University of Pennsylvania, CIS 565: GPU Programming and Architecture, Project 2
- Name: Bowen Yang
- Tested on: Windows 10 x64, i7-6800K @ 3.40GHz 32GB, GTX 1080 8GB (Personal computer at home)
Description
Stream compaction from scratch. In our case, we're to filter out all the elements that equals to 0. Analogly it's the dead paths in the list of all the rays.
Part 1: CPU implementation Part 2: Brute force naive reduction on GPU Part 3: Efficient implementation that's actually not so efficient Part 4: Thrust
Issues
Just as always, I modified the sm_20
option to sm_60
to make it compile on nvcc 9.2.
Performance Test
Scan
When element number is exactly 2-power
When element number is not exactly 2-powered
Compaction
When element number is exactly 2-powered
When element number is not exactly 2-powered
Thrust implementation
When element number is exactly 2-powered
When element number is not exactly 2-powered
**The results
****************
** SCAN TESTS **
****************
[ 34 23 45 34 24 43 35 44 26 22 13 28 37 ... 47 0 ]

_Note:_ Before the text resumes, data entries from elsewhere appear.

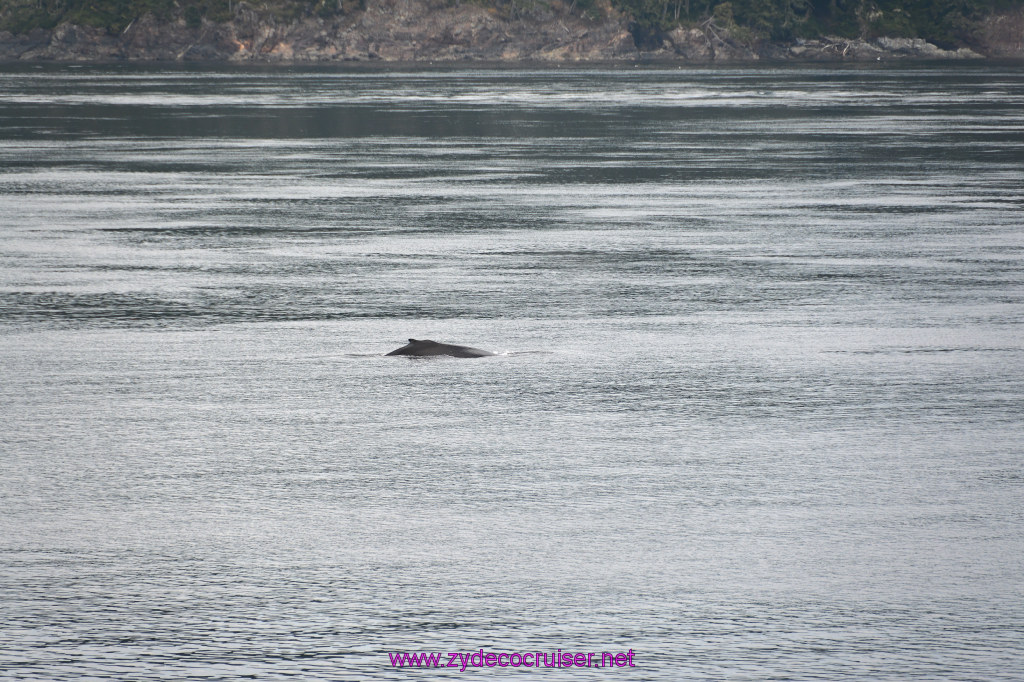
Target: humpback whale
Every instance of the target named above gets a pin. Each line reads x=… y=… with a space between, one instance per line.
x=427 y=347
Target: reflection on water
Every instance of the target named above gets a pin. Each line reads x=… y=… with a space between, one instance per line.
x=755 y=413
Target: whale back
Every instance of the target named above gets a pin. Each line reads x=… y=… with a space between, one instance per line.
x=426 y=347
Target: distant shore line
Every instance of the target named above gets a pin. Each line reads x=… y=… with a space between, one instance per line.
x=415 y=33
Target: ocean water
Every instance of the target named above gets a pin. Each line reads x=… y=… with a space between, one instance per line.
x=756 y=413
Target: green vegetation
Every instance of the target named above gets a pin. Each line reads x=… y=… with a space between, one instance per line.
x=945 y=23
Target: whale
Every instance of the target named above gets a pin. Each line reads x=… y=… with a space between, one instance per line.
x=426 y=347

==== cpu scan, power-of-two ====
elapsed time: 0.001204ms (std::chrono Measured)
[ 0 34 57 102 136 160 203 238 282 308 330 343 371 ... 6116 6163 ]
==== cpu scan, non-power-of-two ====
elapsed time: 0.001205ms (std::chrono Measured)

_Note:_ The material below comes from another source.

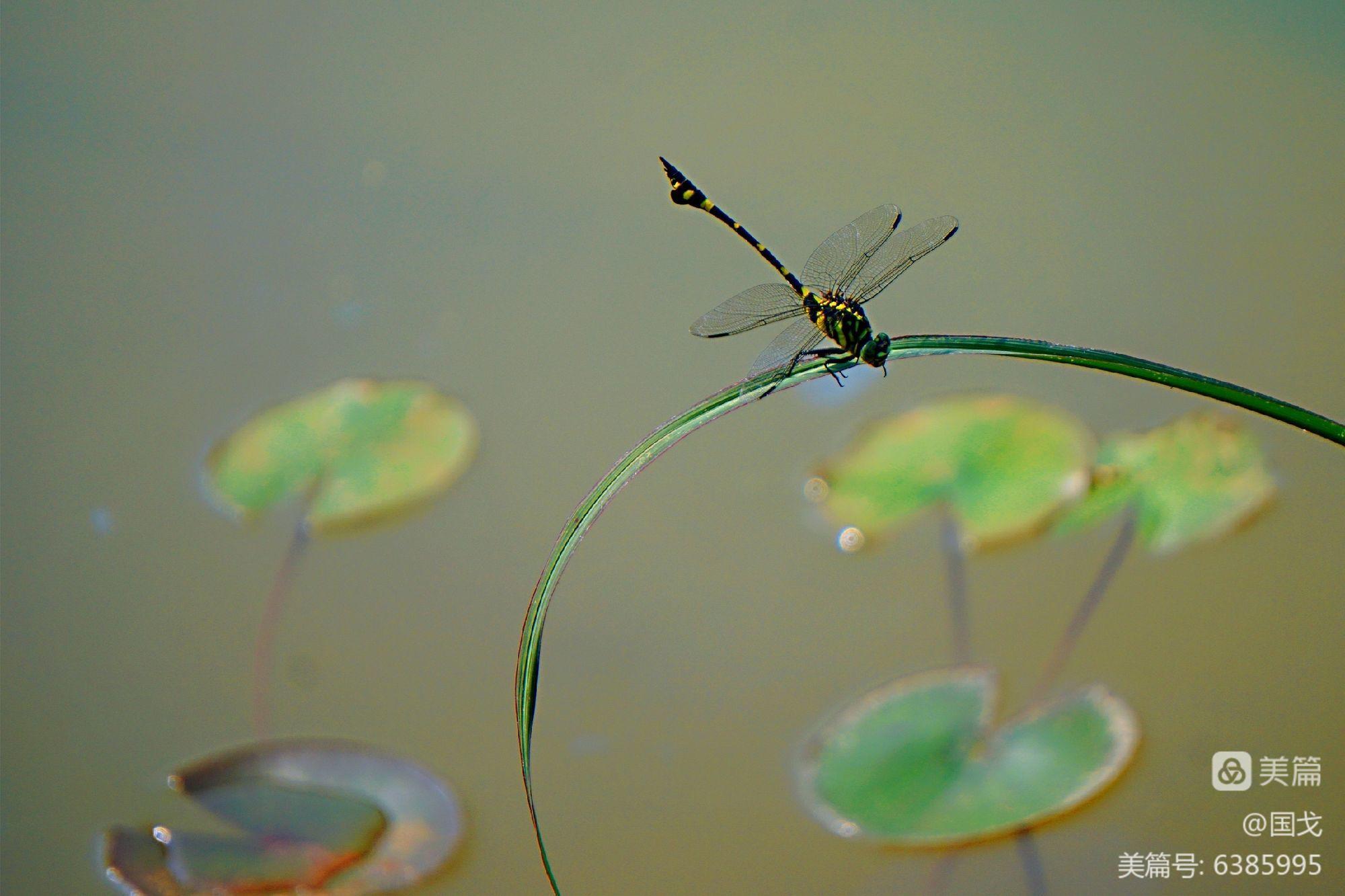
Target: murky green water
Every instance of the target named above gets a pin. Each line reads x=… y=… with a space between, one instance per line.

[ 0 34 57 102 136 160 203 238 282 308 330 343 371 ... 6064 6085 ]
passed
==== naive scan, power-of-two ====
elapsed time: 0.033792ms (CUDA Measured)
passed
==== naive scan, non-power-of-two ====
elapsed time: 0.032896ms (CUDA Measured)
passed
==== work-efficient scan, power-of-two ====
elapsed time: 0.123904ms (CUDA Measured)
passed
==== work-efficient scan, non-power-of-two ====
elapsed time: 0.126976ms (CUDA Measured)
passed
==== thrust scan, power-of-two ====
elapsed time: 13.1891ms (CUDA Measured)
passed
==== thrust scan, non-power-of-two ====
elapsed time: 0.96256ms (CUDA Measured)
passed
*****************************
** STREAM COMPACTION TESTS **
*****************************
[ 0 3 3 0 1 2 0 2 2 2 1 2 2 ... 3 0 ]
==== cpu compact without scan, power-of-two ====
elapsed time: 0.001506ms (std::chrono Measured)
[ 3 3 1 2 2 2 2 1 2 2 3 2 1 ... 3 3 ]
passed
==== cpu compact without scan, non-power-of-two ====
elapsed time: 0.002108ms (std::chrono Measured)

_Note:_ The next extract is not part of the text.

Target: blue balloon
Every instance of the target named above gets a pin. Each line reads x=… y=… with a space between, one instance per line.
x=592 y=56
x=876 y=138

[ 3 3 1 2 2 2 2 1 2 2 3 2 1 ... 2 3 ]
passed
==== cpu compact with scan ====
elapsed time: 0.003313ms (std::chrono Measured)
[ 3 3 1 2 2 2 2 1 2 2 3 2 1 ... 3 3 ]
passed
==== work-efficient compact, power-of-two ====
elapsed time: 0.23984ms (CUDA Measured)
passed
==== work-efficient compact, non-power-of-two ====
elapsed time: 0.238592ms (CUDA Measured)
passed
The explanation for the efficiency of the efficient implementation
From the charts we find the surprising fact that, efficient implementation is actually not that efficient. 2 main reasons for this to happen:
I/O intensive In our efficient implementation, we have to write the initial element to the GPU buffer or read the last element of the buffer back. This causes lots of system interrupts and therefore is harmful to performance.
The reduce algorithm itself With the layer going even deeper, stride becomes larger and larger, which, is a behavior that all caches hate. The spatial locality is horrible when the layer goes deep.
Something wrong with the thread scheduling With the layer going deeper, more and more threads become idle and does nothing useful, and even worse, with the stride growing larger, branch divergence inside warps is getting unacceptable.